Electrospun polyethylenimine (PEI)-derived nitrogen enriched carbon nanofiber for supercapacitors with artificial neural network modeling

Abstract

This paper presents the utilization of polyethylenimine (PEI) polymer to obtain freestanding, binder-free, and nitrogen- enriched carbon nanofibers (NCNFs) by electrospinning which is an easy and fast method. The PEI polymer played a significant role as a poring agent for the adjustment of surface area and as the heteroatom doping to increase conductivity. NCNFs-10 electrode exhibited a specific capacitance of 200 F/g at 1 A/g with a good retention of 84.25 % at 10 A/g in three electrode system.

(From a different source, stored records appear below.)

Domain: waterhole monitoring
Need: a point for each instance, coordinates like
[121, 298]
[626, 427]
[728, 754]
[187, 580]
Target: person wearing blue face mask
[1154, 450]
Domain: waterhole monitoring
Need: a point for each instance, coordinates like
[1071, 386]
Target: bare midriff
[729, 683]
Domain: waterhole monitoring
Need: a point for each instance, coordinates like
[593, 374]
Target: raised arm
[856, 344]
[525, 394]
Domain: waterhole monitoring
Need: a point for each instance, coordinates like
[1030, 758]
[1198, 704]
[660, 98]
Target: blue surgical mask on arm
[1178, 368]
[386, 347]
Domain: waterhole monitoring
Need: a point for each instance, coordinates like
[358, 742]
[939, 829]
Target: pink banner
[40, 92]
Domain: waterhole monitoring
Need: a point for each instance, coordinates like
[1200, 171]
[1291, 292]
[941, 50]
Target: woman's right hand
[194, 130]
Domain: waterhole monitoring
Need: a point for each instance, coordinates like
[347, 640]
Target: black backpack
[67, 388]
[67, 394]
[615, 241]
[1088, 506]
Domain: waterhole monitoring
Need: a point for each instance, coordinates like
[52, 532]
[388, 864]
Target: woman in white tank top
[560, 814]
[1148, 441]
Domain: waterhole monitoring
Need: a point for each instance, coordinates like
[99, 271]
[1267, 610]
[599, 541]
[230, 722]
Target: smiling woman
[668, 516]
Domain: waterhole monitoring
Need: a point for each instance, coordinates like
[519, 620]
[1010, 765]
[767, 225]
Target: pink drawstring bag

The assembled supercapacitor had a specific energy of 5.57 Wh/kg at 125 W/kg with a good cycling performance of 80.5 % after 10,000 cycles. Furthermore, an artificial neural network (ANN) method was utilized to understand the relationship between the CNF's structure and supercapacitor performance by modeling the specific capacitance. The input factors were specific surface area (SBET), nitrogen doping (N% at), graphitization degree (ID/IG), internal resistance (Rs), pore size (Vpor), micropore volume (Vmic), the average diameter (Dave), and mesopore volume (Vmeso). Results showed that the first three remarkable variables are SBET, N (%at), and ID/IG.